Monday, 6 February 2017

Keeping Count





In the latest, 6th February, item on Bank Underground from the Bank of England, Silvia Miranda-Agrippino discusses "The surprise in monetary surprises, a tale of two shocks."

It seeks to explain why the markets jump about after announcements where the content is not entirely expected.

The full article is here and not very long but a little intricate in its content, having some serious math's. It concludes:

Quote:

The empirical identification of monetary policy shocks requires isolating exogenous shifts in the policy instrument that are not due to the endogenous response of policy to the economic outlook.
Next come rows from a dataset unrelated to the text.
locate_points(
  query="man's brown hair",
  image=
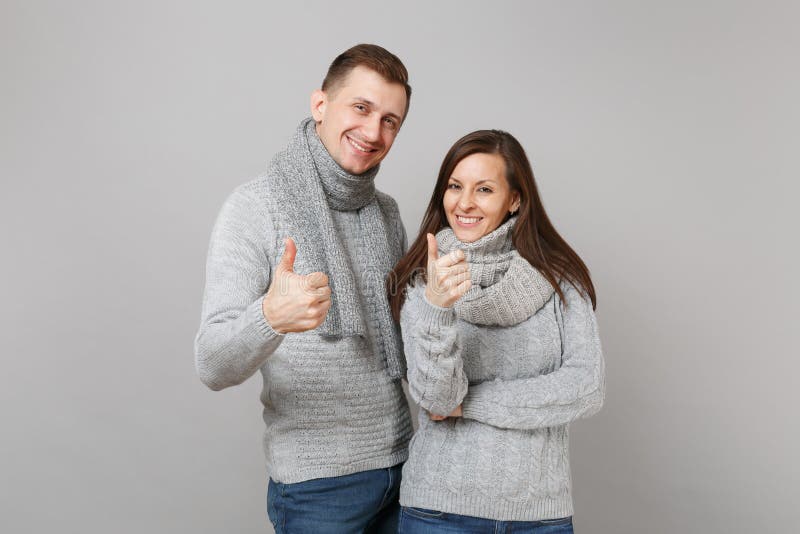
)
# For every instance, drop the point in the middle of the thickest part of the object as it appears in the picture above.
(373, 57)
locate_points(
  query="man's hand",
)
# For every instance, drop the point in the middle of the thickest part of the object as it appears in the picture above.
(448, 276)
(456, 413)
(295, 303)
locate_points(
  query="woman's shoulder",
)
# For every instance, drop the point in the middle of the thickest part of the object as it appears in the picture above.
(573, 296)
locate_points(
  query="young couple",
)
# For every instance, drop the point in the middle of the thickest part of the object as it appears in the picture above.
(488, 315)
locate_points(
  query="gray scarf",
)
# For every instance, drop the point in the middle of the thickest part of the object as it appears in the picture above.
(506, 289)
(307, 184)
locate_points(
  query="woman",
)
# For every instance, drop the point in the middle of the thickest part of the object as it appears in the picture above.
(502, 347)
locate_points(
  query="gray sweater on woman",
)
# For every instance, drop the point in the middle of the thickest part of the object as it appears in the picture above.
(507, 458)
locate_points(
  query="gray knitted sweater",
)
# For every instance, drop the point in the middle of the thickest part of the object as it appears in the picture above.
(507, 458)
(330, 407)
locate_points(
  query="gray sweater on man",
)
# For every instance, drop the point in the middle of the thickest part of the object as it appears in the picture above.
(330, 405)
(507, 458)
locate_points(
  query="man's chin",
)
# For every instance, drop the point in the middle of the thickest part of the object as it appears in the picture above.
(358, 167)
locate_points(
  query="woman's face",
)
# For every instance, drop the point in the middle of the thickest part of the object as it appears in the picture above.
(478, 196)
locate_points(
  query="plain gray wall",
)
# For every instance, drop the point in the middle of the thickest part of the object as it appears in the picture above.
(665, 140)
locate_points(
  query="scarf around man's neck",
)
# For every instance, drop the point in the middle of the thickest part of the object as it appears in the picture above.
(308, 184)
(506, 289)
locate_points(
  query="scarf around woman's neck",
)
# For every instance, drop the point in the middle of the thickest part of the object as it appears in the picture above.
(506, 289)
(308, 184)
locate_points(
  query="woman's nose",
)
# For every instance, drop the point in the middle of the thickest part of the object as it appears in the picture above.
(465, 201)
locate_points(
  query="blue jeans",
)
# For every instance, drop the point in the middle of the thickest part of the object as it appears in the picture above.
(357, 503)
(422, 521)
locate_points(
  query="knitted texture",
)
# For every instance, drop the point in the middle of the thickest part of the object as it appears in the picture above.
(506, 289)
(507, 457)
(308, 184)
(330, 406)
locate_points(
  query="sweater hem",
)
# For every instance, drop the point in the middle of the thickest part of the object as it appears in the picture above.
(487, 506)
(328, 471)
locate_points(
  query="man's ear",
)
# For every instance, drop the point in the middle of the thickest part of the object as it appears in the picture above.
(319, 101)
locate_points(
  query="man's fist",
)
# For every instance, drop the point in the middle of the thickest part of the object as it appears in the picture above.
(294, 302)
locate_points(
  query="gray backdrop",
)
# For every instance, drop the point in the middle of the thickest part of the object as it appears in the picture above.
(664, 136)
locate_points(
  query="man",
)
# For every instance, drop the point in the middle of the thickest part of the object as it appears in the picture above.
(295, 288)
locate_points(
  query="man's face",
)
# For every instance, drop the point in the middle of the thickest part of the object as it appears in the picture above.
(358, 120)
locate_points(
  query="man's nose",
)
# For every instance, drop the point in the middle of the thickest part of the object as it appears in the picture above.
(372, 128)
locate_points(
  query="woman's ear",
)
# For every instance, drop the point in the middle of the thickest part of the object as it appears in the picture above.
(319, 101)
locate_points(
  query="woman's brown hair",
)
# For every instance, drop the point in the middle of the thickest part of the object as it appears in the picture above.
(534, 236)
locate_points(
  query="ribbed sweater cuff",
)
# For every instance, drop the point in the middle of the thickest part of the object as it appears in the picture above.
(256, 317)
(435, 317)
(474, 409)
(486, 506)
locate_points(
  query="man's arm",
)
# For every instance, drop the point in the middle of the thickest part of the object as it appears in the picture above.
(234, 339)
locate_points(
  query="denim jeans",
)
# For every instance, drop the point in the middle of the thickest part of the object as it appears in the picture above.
(421, 521)
(365, 502)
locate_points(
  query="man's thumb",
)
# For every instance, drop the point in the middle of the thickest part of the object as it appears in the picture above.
(289, 254)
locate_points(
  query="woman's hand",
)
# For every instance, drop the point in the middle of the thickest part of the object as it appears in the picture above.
(448, 276)
(455, 413)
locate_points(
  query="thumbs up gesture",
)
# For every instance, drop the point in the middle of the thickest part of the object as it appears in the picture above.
(448, 276)
(295, 302)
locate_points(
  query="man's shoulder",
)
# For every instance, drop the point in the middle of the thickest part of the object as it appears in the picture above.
(387, 203)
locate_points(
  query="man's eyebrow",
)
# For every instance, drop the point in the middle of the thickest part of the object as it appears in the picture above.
(486, 180)
(371, 104)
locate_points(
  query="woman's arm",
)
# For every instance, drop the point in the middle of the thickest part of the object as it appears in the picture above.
(576, 389)
(234, 339)
(436, 376)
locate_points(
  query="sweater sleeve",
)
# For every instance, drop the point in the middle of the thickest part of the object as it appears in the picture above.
(574, 390)
(436, 378)
(234, 339)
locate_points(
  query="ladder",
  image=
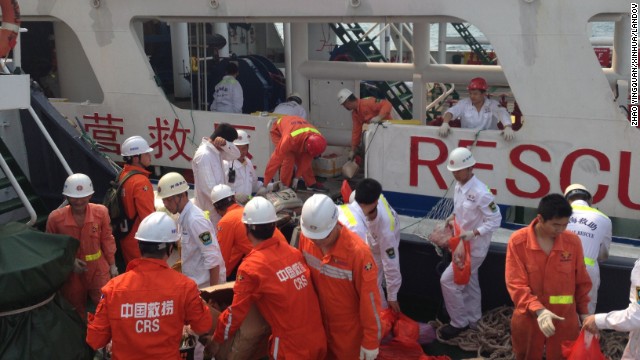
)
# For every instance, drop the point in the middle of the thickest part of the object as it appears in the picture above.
(475, 46)
(362, 48)
(15, 182)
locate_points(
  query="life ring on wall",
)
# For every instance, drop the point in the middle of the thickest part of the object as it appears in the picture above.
(10, 26)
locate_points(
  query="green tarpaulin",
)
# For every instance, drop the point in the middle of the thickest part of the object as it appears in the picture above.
(33, 267)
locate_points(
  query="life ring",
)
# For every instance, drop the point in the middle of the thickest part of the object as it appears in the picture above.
(10, 26)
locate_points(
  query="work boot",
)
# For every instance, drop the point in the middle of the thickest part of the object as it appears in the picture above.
(449, 331)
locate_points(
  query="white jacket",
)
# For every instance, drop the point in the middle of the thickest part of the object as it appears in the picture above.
(291, 108)
(246, 179)
(228, 96)
(475, 208)
(486, 119)
(208, 171)
(200, 250)
(627, 319)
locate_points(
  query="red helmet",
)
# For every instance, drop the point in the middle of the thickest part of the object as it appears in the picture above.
(478, 84)
(316, 144)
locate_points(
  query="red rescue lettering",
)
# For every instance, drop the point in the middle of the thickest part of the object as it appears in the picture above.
(146, 325)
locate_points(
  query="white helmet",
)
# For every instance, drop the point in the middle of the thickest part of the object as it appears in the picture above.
(575, 189)
(158, 227)
(221, 191)
(77, 186)
(135, 145)
(243, 138)
(259, 211)
(171, 184)
(460, 158)
(343, 95)
(319, 216)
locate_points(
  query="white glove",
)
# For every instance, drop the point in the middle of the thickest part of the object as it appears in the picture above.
(366, 354)
(545, 322)
(467, 235)
(113, 270)
(242, 198)
(79, 266)
(508, 134)
(444, 129)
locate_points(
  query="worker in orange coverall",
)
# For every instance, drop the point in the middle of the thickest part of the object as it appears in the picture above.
(298, 142)
(274, 278)
(143, 311)
(548, 282)
(345, 276)
(137, 192)
(95, 261)
(363, 111)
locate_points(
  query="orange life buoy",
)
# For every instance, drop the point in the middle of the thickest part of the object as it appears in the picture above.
(10, 25)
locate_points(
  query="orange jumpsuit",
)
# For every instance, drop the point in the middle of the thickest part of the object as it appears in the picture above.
(346, 280)
(232, 237)
(291, 132)
(97, 249)
(138, 203)
(275, 278)
(144, 310)
(367, 109)
(558, 282)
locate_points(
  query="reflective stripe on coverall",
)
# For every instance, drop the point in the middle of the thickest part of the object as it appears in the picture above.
(558, 282)
(275, 278)
(291, 151)
(367, 109)
(97, 249)
(144, 310)
(346, 282)
(138, 203)
(594, 230)
(627, 319)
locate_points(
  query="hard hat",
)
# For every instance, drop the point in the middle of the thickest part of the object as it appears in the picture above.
(316, 144)
(343, 95)
(259, 211)
(319, 216)
(295, 97)
(221, 191)
(478, 84)
(575, 189)
(460, 158)
(158, 227)
(243, 138)
(171, 184)
(77, 186)
(135, 145)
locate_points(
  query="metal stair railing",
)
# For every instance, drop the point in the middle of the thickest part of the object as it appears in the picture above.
(473, 43)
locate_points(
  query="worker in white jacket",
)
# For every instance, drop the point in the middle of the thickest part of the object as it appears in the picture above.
(369, 215)
(208, 168)
(623, 320)
(293, 106)
(240, 173)
(228, 95)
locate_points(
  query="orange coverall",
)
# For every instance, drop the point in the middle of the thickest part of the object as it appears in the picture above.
(138, 203)
(232, 237)
(558, 282)
(291, 133)
(367, 109)
(144, 310)
(275, 278)
(346, 279)
(97, 249)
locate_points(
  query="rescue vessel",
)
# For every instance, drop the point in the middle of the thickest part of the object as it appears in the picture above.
(104, 70)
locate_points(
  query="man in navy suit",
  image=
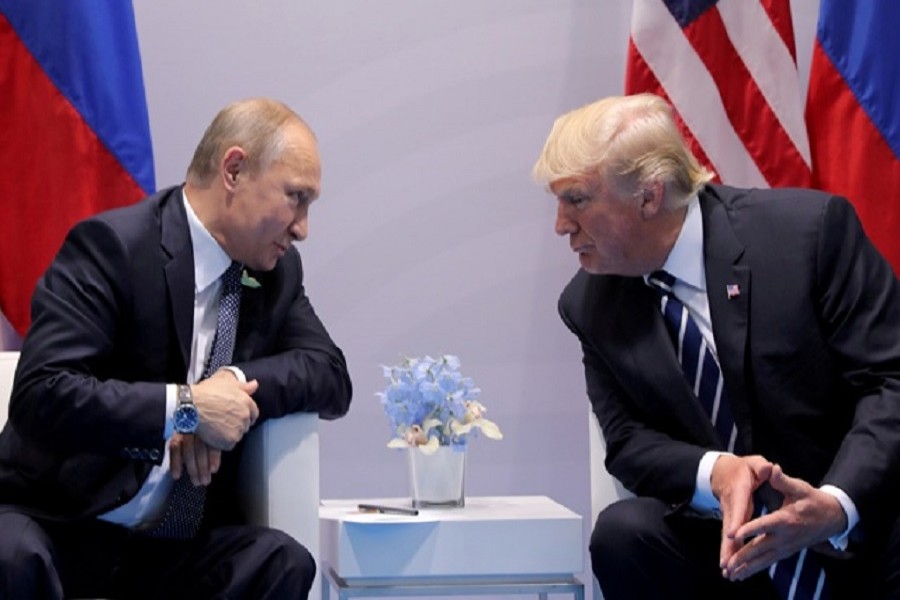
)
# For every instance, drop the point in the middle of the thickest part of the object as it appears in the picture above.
(802, 316)
(110, 406)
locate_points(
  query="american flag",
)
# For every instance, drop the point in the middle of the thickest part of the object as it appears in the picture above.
(729, 69)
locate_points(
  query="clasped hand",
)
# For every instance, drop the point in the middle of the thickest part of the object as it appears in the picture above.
(806, 517)
(227, 412)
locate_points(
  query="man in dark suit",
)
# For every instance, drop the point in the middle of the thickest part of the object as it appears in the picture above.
(801, 318)
(111, 409)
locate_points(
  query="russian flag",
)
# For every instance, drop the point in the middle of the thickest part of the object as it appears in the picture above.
(75, 137)
(853, 113)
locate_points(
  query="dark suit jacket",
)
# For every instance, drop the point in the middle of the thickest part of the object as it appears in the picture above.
(809, 349)
(112, 323)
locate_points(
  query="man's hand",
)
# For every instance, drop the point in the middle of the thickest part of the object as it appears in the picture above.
(807, 517)
(226, 409)
(199, 459)
(733, 481)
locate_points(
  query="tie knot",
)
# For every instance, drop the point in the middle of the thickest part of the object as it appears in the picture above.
(232, 276)
(662, 281)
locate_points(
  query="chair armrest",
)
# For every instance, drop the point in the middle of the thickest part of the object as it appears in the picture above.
(279, 477)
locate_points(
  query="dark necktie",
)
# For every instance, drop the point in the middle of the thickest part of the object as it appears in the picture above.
(797, 577)
(185, 510)
(697, 360)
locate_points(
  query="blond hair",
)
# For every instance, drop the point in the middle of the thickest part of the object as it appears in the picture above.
(630, 141)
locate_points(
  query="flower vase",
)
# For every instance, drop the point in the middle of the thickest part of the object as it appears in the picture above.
(437, 480)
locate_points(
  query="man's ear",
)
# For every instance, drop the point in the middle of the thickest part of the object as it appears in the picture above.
(652, 198)
(232, 164)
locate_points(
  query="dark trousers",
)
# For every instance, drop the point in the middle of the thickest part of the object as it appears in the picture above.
(640, 548)
(42, 560)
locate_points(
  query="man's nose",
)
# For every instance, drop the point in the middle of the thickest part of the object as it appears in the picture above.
(300, 228)
(565, 225)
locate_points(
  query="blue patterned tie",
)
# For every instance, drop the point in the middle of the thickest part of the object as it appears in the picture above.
(797, 577)
(185, 510)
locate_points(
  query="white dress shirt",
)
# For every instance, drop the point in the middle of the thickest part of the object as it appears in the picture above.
(210, 263)
(685, 263)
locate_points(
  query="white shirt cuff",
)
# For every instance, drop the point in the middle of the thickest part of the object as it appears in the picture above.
(171, 400)
(237, 373)
(704, 500)
(840, 541)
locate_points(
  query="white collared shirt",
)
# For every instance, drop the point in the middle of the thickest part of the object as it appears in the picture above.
(686, 263)
(210, 262)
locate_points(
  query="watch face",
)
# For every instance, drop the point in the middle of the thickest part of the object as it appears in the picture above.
(186, 418)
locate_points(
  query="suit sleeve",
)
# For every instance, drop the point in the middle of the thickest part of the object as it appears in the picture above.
(305, 370)
(62, 395)
(859, 303)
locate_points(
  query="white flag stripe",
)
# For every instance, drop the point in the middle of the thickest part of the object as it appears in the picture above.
(770, 63)
(798, 569)
(686, 79)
We argue that while market surprises successfully capture the component of policy unexpected by market participants, they map into the shocks only under the (restrictive) assumption that markets can correctly and immediately disentangle the systematic component of policy from any observable policy action.

We develop a new measure for monetary policy shocks that is orthogonal to the central banks own forecasts and unpredictable by past information.

This measure allows us to recover impulse response functions with the ‘right’ signs, even in small and informationally deficient VARs.

Unquote.

So now you know.

2 comments:

  1. "This measure allows us to recover impulse response functions with the ‘right’ signs"

    I wonder what they do with them once they are recovered.

    ReplyDelete
  2. I'll trade you one orthogonal for two exogenii.